As a remedy, we propose a machine learning approach to identifying emerging technologies at early stages using multiple patent indicators that can be defined immediately after the relevant patents are issued. Economic and innovation literature has presented a wide range of patent indicators – such as patent family and originality – that may be indicative of the future citation count of patents and that further the relevant technology's economic value (Lerner, 1994, Narin et al., 1987). The tenet of this research is that analysis of those patent indicators can provide evidence for a patent's value and further the relevant technology's value in the future. For this, first, a total of 18 input and 3 output indicators are extracted from the United States Patent and Trademark Office (USPTO) database. Second, a feed-forward multilayer neural network – that is a supervised machine learning technique inspired by attempts to model the neuro-physical structure of the human brain – is employed to capture the complex nonlinear relationships between input and output indicators in a time period of interest. The primary advantage of this method for identifying emerging technologies is its ability to infer a function from observations (Buscema et al., 2017). It should be noted that there is no theoretical understanding of the relationships between those patent indicators, and moreover, the complexity and nonlinearity associated with innovation processes makes the design of a certain function impractical (Chen et al., 2012). Finally, two quantitative indicators are developed to identify trends of a technology's emergingness over time. Based on this, we also provide the practical guidelines for the implementation of our approach in terms of the choice of machine learning models and model update.

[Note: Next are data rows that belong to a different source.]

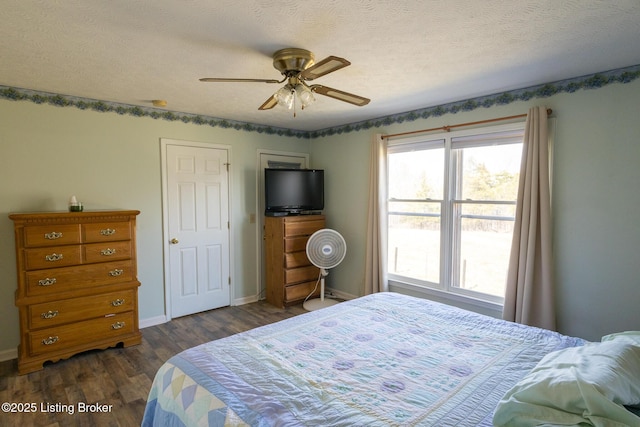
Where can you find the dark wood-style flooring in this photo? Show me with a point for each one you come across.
(120, 377)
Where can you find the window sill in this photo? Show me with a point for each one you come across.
(462, 301)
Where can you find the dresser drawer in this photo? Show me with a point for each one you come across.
(50, 257)
(54, 313)
(296, 259)
(302, 274)
(300, 291)
(295, 244)
(302, 228)
(51, 235)
(108, 251)
(63, 337)
(56, 280)
(106, 232)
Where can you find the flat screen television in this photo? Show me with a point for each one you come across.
(293, 191)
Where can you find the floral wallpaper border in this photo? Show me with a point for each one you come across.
(593, 81)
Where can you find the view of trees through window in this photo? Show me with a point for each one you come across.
(463, 225)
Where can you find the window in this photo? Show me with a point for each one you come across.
(451, 209)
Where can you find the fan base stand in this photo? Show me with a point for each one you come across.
(317, 304)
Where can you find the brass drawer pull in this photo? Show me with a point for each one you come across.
(117, 325)
(53, 235)
(53, 257)
(50, 340)
(49, 314)
(47, 282)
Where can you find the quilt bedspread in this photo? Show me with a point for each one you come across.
(380, 360)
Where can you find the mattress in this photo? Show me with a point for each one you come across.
(380, 360)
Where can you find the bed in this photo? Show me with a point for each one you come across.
(380, 360)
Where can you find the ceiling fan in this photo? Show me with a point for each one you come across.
(298, 66)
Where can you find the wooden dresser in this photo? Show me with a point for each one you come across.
(77, 283)
(290, 275)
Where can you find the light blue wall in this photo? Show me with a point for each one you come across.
(107, 160)
(112, 161)
(596, 202)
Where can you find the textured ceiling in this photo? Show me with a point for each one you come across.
(405, 55)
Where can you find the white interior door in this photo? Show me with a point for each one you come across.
(197, 197)
(271, 160)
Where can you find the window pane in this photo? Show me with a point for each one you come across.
(485, 245)
(414, 242)
(416, 174)
(491, 172)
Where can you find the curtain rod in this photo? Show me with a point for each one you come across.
(448, 128)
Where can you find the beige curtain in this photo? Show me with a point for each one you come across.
(375, 277)
(529, 297)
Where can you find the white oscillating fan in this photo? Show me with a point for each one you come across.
(326, 249)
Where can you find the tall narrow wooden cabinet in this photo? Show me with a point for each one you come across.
(77, 283)
(290, 276)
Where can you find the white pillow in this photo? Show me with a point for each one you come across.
(587, 384)
(631, 337)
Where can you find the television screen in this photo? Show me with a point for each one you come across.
(293, 191)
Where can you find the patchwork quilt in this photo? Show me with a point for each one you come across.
(381, 360)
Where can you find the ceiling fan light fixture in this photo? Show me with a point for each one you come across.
(305, 95)
(285, 96)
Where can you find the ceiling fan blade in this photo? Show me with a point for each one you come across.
(223, 80)
(326, 66)
(269, 103)
(340, 95)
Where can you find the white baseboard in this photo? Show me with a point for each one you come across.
(8, 354)
(152, 321)
(245, 300)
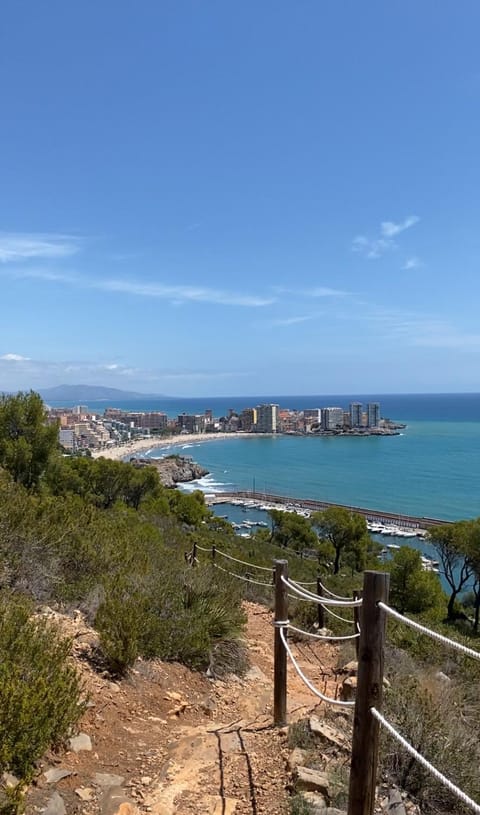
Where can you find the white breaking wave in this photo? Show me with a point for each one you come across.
(206, 484)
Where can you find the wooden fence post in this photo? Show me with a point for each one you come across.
(363, 769)
(280, 654)
(356, 621)
(321, 610)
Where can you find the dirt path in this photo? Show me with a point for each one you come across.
(176, 742)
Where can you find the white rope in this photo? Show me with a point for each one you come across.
(301, 583)
(240, 577)
(244, 562)
(337, 616)
(423, 761)
(322, 636)
(308, 595)
(433, 634)
(307, 681)
(331, 594)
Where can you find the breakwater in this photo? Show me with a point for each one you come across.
(372, 515)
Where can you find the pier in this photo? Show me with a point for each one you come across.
(372, 515)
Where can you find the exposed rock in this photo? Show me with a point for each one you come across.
(296, 759)
(254, 673)
(80, 742)
(10, 780)
(173, 469)
(350, 668)
(326, 733)
(84, 793)
(312, 781)
(317, 805)
(349, 689)
(108, 780)
(395, 804)
(115, 802)
(55, 805)
(55, 774)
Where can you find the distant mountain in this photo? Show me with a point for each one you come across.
(91, 393)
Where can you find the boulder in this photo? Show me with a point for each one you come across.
(115, 802)
(55, 774)
(307, 780)
(80, 742)
(326, 733)
(55, 805)
(296, 759)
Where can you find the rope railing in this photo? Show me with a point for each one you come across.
(324, 601)
(435, 635)
(371, 635)
(330, 593)
(245, 578)
(337, 616)
(424, 762)
(305, 680)
(244, 562)
(322, 636)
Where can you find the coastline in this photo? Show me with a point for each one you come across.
(118, 452)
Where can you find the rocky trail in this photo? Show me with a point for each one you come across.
(168, 741)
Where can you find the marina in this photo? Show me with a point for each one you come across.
(378, 521)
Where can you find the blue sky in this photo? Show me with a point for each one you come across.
(209, 198)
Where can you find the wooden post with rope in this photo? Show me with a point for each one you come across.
(280, 654)
(320, 608)
(363, 769)
(356, 621)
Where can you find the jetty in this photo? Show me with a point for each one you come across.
(380, 516)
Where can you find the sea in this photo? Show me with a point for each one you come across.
(431, 469)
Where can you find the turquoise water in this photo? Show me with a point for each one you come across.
(432, 469)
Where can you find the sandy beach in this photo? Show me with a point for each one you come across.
(132, 448)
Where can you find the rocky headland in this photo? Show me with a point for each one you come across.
(173, 470)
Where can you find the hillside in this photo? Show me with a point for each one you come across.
(174, 742)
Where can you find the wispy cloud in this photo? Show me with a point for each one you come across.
(292, 320)
(411, 263)
(390, 229)
(374, 248)
(371, 249)
(409, 328)
(14, 358)
(16, 247)
(182, 293)
(175, 293)
(316, 291)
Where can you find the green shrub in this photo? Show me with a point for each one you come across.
(174, 613)
(432, 716)
(119, 621)
(40, 693)
(300, 806)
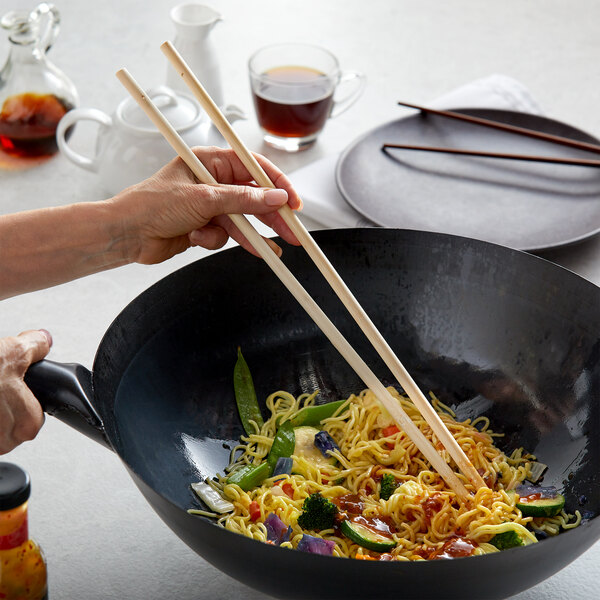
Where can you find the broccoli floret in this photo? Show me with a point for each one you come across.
(506, 540)
(388, 485)
(317, 513)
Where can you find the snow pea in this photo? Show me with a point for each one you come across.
(250, 476)
(283, 444)
(245, 395)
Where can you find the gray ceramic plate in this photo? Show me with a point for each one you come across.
(524, 205)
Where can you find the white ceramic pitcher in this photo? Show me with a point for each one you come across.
(128, 147)
(193, 24)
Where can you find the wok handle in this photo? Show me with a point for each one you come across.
(65, 391)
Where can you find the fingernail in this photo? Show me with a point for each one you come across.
(48, 336)
(275, 197)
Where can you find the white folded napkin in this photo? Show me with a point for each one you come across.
(324, 206)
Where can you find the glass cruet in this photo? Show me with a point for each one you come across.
(34, 93)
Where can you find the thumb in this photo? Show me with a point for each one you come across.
(244, 199)
(36, 344)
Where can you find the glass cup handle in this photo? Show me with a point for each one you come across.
(84, 114)
(358, 82)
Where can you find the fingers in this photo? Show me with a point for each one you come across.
(21, 415)
(35, 345)
(227, 225)
(227, 168)
(240, 199)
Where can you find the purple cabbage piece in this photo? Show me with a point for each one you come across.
(277, 531)
(525, 489)
(324, 442)
(314, 545)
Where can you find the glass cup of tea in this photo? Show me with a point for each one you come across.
(294, 92)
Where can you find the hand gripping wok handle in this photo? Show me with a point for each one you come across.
(65, 391)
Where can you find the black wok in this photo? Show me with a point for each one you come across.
(491, 330)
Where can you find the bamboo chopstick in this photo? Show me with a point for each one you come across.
(301, 295)
(328, 271)
(583, 162)
(548, 137)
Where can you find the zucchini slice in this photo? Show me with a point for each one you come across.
(305, 447)
(366, 538)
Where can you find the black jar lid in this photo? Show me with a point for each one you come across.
(15, 486)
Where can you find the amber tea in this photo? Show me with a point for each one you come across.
(293, 88)
(28, 124)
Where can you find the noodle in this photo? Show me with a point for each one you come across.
(423, 513)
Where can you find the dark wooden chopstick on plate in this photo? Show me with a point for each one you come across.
(555, 139)
(583, 162)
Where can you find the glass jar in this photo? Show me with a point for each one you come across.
(23, 574)
(34, 93)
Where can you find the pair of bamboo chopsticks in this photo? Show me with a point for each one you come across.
(532, 133)
(305, 300)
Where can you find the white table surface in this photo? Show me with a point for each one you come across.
(101, 539)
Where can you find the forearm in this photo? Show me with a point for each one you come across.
(45, 247)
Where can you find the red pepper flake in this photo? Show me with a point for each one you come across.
(431, 506)
(288, 489)
(389, 431)
(254, 511)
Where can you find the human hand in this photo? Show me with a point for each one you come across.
(21, 415)
(169, 212)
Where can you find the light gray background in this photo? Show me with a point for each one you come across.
(101, 539)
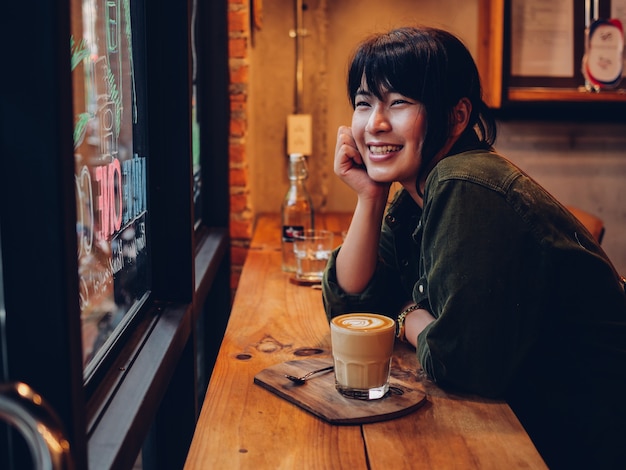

We applied the proposed approach to support Korean small and medium-sized high tech companies in technology forecasting at the request of the Korea Institute of Science and Technology Information (KISTI). We adopted the USPTO database for this research, since it contains the most representative data for analysing international technology (Lee et al., 2013). Our experience showed that the proposed approach can find emerging technologies at early stages, using the limited patent indicators that can be defined and extracted immediately after the relevant patents are issued. Our method also enabled us to perform systematic and continuous monitoring of emerging technologies, yielding high potential benefits at relatively low cost. Moreover, the results of our case study enabled us to identify a way to improve the proposed approach, which we expect to be a useful complementary tool to support experts' decision making in emerging technologies, especially for small and medium-sized high-tech companies. We believe that the systematic process and quantitative outcomes our approach offers can facilitate responsive technology forecasting and planning.

This paper is organised as follows. Section 2 presents the background to our research and Section 3 explains the research framework and methodology, which are then illustrate by a case study on pharmaceutical technology in Section 4. Section 5 provides the guidelines for implementation of our approach. Finally, Section 6 offers our conclusions.